At this Mortimer’s right hand flew up and a ring-mounted razor swiped across the man’s chin and lip so there was an awful amount of blood. The man squalled through a dark mustache of it dripping over his hands, at his chin, his jowls. “It’s the rudeness, man. Everywhere. And you worked for me, forgot me, let your real self loose on me out here.”

The man recognized him then. He was astounded by his thinness and wild high hair. Puny Italian sandals and no suitable beach sand for hundreds of miles.

Ronny watched for Mortimer’s return and other strokes. Waited on the story of Mortimer’s fury. He could not believe his own lips bore the tale, pouring down his shirtfront. He did not know why it had angered the man to find him ungiving about the tire iron.

Mortimer walked in on Peden and his father. They were paging through Peden’s file box of calendar art. Motorcycles or cars with women. Lazing across a car hood, handlebars, a fender. On one a man’s great tongue against thighs, scrawled there by a jokester. Worship of moving parts, combustion, bodies these two could covet. More than a spaceship or a moon landing, this local steel mesmerized them. No destination but the thing itself.

They barely recognized Mortimer.

“I need meth to tide me over. To end the blues and the nasty world out there. You know how it is, getting well,” he began straight off.

“You at the wrong place. No meth for three years,” Peden told Mortimer. He looked at Mr. Mortimer’s face. “Even when I sold, you wouldn’t find me at home doing it.”

“Pawn guy said you holding.”

“That man is dead, the holding man,” said Peden.

“Peden is now a Christian minister. He won’t even touch a beer,” said Mr. Mortimer.

“Man, you got to help me past this day. I might kill myself. Myself.”

“Which pawnbroker?”

“The guy, man. Tattoos. Civil War sabers, metal detectors.”

“Who are you?” asked Peden.

“C’mon. You know me.”

“No I don’t,” said Peden.

“Everybody knows me.”

“So?”

“I exist, man.”

Mr. Mortimer gathered himself to Peden’s side. “You could be a demon to be dealt with by the Lord.”

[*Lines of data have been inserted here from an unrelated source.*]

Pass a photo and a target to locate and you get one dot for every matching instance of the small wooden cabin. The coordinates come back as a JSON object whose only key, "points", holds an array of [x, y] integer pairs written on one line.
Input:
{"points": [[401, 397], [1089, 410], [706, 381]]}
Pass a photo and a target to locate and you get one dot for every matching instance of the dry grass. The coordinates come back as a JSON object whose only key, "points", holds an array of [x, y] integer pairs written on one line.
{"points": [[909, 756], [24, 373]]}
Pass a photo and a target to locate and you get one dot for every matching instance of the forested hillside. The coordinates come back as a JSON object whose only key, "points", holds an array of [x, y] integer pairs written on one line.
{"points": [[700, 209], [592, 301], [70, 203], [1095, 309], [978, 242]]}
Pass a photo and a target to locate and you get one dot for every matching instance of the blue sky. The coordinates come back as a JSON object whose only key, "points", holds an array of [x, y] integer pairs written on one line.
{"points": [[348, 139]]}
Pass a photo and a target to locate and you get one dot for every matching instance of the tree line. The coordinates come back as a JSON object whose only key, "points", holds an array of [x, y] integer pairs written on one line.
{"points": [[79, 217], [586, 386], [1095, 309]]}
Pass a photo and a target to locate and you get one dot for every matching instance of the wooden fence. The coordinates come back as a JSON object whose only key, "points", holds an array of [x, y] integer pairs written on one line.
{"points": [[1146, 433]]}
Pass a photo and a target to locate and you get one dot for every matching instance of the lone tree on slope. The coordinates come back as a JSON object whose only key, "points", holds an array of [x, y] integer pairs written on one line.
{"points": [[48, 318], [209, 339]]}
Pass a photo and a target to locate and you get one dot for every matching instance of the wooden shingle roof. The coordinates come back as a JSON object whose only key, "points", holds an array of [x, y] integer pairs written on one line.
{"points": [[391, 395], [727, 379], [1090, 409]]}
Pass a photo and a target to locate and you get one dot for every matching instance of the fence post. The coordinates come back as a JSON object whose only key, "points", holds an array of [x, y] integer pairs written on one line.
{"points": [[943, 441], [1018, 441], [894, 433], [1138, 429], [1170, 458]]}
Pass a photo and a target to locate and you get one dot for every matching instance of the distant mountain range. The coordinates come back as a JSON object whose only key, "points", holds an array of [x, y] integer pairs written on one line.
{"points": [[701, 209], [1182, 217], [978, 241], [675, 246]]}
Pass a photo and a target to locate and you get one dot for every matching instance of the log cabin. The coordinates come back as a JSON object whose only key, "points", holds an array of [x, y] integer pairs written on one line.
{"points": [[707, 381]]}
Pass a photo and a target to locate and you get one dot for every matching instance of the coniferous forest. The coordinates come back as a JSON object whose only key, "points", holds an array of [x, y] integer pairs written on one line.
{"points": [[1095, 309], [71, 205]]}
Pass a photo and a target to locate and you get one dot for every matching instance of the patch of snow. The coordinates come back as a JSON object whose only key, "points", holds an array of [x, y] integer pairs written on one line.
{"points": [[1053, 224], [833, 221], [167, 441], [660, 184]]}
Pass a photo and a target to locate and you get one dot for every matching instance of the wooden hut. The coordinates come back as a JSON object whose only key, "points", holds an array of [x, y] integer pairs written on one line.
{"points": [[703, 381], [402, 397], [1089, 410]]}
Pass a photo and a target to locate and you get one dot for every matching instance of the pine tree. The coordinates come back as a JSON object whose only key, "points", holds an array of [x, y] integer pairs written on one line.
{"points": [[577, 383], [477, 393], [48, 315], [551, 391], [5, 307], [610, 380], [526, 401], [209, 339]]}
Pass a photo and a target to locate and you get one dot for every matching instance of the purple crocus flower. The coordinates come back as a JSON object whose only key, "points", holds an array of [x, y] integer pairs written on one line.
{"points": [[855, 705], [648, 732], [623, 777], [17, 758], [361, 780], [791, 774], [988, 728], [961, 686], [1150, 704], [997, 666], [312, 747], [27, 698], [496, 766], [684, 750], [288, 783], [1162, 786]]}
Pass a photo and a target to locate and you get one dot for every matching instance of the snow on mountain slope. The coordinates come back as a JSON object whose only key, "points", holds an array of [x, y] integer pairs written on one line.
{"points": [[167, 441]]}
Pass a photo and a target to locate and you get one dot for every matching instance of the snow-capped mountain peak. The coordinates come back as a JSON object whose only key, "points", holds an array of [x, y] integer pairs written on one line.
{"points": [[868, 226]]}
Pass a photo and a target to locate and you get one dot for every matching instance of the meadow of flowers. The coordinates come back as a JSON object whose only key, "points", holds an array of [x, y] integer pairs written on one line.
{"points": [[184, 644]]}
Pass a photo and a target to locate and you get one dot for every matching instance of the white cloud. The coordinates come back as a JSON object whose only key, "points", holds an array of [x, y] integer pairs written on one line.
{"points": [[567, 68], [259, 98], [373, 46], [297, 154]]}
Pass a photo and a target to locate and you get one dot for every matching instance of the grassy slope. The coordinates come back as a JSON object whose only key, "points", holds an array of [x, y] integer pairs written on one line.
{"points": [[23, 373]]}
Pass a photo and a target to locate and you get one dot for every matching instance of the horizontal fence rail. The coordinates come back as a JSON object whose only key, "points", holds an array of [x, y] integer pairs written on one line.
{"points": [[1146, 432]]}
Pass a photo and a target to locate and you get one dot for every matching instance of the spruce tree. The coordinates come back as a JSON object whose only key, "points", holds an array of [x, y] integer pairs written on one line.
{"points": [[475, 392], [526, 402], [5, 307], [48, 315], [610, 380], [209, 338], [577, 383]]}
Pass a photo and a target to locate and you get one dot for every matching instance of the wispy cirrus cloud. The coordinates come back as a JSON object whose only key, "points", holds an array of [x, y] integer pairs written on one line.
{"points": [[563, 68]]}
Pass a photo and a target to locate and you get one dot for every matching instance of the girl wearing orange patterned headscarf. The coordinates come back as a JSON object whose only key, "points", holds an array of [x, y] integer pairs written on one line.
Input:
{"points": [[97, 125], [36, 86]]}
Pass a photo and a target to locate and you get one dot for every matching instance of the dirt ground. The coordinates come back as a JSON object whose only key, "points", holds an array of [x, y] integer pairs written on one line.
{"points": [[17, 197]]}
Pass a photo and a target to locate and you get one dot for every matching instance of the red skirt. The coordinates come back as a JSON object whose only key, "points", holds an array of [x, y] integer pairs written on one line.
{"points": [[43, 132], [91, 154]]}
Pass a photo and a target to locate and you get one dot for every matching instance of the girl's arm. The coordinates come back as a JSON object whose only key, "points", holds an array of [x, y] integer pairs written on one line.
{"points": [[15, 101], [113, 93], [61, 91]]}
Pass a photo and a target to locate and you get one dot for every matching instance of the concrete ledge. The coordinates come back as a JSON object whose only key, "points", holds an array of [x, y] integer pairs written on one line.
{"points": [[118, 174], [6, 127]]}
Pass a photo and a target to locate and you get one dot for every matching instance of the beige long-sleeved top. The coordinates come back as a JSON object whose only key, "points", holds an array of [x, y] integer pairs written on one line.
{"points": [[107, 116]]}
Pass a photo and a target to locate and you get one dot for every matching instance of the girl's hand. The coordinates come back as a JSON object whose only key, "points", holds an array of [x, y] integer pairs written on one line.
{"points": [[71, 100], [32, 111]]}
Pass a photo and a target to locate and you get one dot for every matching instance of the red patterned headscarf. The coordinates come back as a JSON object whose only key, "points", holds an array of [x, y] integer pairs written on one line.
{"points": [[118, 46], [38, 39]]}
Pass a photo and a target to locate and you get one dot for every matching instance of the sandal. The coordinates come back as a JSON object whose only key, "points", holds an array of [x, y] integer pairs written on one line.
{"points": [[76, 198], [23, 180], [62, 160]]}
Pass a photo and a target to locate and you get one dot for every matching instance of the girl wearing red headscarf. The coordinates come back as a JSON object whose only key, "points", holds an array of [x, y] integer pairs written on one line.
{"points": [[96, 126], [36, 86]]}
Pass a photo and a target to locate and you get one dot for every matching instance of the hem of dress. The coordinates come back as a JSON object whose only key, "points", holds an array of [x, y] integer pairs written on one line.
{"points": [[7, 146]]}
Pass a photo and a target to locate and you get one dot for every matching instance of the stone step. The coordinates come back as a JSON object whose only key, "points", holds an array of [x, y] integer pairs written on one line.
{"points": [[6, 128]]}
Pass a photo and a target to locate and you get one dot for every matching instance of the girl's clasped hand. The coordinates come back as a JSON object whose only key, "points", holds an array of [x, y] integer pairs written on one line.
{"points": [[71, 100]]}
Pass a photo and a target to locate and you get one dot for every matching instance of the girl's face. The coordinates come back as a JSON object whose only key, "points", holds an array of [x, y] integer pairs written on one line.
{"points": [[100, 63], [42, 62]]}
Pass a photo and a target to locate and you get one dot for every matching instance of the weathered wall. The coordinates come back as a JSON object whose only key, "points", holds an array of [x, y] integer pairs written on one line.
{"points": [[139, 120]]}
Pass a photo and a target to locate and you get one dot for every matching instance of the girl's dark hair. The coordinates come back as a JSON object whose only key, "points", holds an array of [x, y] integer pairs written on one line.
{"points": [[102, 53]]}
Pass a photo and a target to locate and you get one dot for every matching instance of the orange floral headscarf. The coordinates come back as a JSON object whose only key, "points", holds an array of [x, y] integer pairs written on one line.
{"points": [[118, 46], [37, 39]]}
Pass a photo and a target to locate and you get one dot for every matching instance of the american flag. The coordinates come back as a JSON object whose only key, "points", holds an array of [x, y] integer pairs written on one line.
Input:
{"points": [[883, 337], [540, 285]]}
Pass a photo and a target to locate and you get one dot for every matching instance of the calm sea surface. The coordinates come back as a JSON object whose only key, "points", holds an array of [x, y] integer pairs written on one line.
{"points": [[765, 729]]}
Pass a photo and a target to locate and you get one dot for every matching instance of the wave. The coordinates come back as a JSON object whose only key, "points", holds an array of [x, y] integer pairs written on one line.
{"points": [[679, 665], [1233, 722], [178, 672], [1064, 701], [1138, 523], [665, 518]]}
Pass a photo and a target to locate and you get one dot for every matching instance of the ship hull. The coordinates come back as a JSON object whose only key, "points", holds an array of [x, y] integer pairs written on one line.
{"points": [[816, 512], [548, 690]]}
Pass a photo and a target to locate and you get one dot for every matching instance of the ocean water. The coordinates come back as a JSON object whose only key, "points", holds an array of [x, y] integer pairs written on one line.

“He would know me. He would.”

“But I don’t. You’ll have to forgive me.”

“I don’t.”

“I believe I killed somebody but it was in another country.”

“God help you, you haven’t gone anywhere,” said Peden.

“I exist, man,” said Mortimer.

“I took you for somebody you’re nothing like. Now I can’t remember that person. You’re the demon itself. I’ve seen them before and you too,” said Peden.